Thursday, August 31, 2017

Nonfiction Picture Book Challenge: Can an Aardvark Bark?

I've decided to take the Nonfiction Picture Book Challenge presented by my fellow Pasadenan Alyson Beecher and today I'm sharing the book Can an Aardvark Bark? by Melissa Stewart and illustrated by Steve Jenkins.

The whole book is so beautiful and so simple that it could be shared in a storytime, and then pulled down from the shelf later by curious children who can pore over its information about animals in solitude and wonder.

What makes this book so perfect for storytime is that it lends itself to interaction and noise! You could ask the kids if they can bellow like a giraffe, or bark like a seal, or whine like a porcupine! You can find sound clips of the animals making these sounds too, but it might be better for developing preschoolers to start by using their imaginations to invent what they think a giraffe bellow sounds like.

Learning animal sounds has many benefits for early literacy. I've especially seen benefits for children with special needs. My son, who is autistic, was unable to say more than 30 words at age 2 1/2, but he could say many animal sounds. Animal sounds were a substantial portion of his early vocabulary.

Here is one of my favorite flannelboards dealing with animal sounds. First, I put all the sounds up haphazardly and incorrectly, and ask the preschoolers to help me put the words where they are supposed to go. Kids get print knowledge, phonetic awareness, and so much fun out of doing this!

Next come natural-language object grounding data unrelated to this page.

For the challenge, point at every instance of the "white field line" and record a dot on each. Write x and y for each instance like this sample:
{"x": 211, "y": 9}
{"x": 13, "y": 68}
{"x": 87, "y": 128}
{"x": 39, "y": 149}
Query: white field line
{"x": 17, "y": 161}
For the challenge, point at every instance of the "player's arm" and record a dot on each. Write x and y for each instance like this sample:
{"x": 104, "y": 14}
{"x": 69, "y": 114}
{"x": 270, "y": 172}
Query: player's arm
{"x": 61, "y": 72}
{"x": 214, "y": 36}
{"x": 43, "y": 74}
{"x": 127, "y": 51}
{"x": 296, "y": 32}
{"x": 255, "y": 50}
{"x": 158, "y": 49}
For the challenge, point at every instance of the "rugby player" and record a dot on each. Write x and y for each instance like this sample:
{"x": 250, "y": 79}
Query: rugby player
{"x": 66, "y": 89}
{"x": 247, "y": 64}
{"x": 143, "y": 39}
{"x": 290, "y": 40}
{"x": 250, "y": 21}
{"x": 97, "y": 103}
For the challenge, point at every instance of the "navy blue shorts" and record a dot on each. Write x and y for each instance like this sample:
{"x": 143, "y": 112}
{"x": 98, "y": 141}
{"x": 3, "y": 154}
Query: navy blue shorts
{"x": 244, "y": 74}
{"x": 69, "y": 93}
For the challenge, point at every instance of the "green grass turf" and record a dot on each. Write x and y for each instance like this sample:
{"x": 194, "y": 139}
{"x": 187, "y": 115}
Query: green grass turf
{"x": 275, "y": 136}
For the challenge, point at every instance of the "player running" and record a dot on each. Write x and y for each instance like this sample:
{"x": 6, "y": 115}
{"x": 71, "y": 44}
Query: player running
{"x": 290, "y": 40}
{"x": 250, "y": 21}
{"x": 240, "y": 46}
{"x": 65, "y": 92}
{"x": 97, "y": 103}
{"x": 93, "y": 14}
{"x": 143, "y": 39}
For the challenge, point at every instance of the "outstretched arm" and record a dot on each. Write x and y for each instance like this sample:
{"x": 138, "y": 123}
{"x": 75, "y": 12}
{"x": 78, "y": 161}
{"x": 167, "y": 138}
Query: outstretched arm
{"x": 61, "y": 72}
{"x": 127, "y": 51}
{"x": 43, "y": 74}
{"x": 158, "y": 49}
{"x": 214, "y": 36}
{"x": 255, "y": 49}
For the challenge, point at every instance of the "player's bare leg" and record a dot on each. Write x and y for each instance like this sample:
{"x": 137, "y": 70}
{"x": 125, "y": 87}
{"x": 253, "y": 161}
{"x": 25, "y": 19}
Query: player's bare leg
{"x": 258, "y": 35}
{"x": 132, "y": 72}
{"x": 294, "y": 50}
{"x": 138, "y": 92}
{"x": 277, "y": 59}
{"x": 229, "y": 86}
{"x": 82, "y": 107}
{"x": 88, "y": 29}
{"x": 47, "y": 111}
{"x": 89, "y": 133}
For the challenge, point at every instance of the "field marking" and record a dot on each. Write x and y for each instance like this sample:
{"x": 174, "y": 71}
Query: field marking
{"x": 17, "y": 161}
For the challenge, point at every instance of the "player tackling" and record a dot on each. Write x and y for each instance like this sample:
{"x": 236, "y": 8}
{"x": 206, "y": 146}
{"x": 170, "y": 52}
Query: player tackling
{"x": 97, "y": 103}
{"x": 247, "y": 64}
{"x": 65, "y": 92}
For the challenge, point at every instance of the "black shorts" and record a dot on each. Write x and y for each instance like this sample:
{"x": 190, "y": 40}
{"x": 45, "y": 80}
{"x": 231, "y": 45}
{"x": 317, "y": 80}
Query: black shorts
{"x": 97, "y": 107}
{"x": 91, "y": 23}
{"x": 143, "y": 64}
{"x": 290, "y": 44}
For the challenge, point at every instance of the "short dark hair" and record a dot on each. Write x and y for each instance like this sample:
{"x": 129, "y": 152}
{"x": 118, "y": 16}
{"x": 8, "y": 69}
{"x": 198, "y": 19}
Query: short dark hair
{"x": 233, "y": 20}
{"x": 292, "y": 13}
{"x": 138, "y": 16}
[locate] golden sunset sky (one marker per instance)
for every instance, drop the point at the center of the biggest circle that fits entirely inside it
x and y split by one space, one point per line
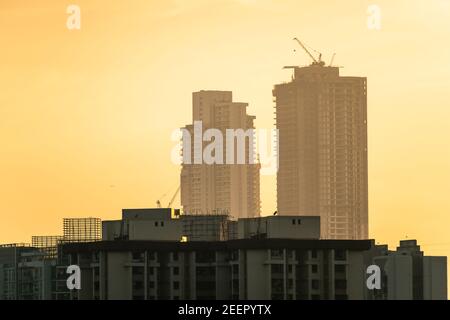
86 115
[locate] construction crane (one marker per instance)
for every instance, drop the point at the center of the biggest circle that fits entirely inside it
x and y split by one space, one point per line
158 202
332 59
316 62
174 196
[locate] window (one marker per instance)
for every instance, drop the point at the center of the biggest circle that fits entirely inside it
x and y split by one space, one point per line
339 255
340 284
339 268
315 284
277 268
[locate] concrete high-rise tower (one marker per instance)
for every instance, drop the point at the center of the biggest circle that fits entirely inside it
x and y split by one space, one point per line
322 122
221 188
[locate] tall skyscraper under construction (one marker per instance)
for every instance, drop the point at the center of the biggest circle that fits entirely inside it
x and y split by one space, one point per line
222 188
322 122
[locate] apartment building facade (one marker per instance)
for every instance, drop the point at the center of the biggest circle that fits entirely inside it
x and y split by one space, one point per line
322 122
219 187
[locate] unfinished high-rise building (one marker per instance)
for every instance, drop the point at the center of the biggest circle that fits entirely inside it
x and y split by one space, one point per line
322 122
226 185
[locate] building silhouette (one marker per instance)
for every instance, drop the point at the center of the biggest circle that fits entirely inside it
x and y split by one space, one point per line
322 122
221 188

Want to find more great nonfiction picture books? I post new nonfiction books to the Pasadena Public Library's Children's Book Suggestions LibGuide as we get them. I also have archived lists available for download as PDF files.

Tuesday, August 29, 2017

The Benefits of Introducing Kids to Published Authors

Over the past few years of teaching and facilitating writing workshops for kids, I've noticed there are two kinds of young writers: the underconfident, and the overconfident. This is totally normal. Children lack perspective. (Even adults sometimes lack perspective!) Children often have difficulty imagining that the way they write now is not the way they will write always, and that the older they get and the more they practice, the more their writing is going to change.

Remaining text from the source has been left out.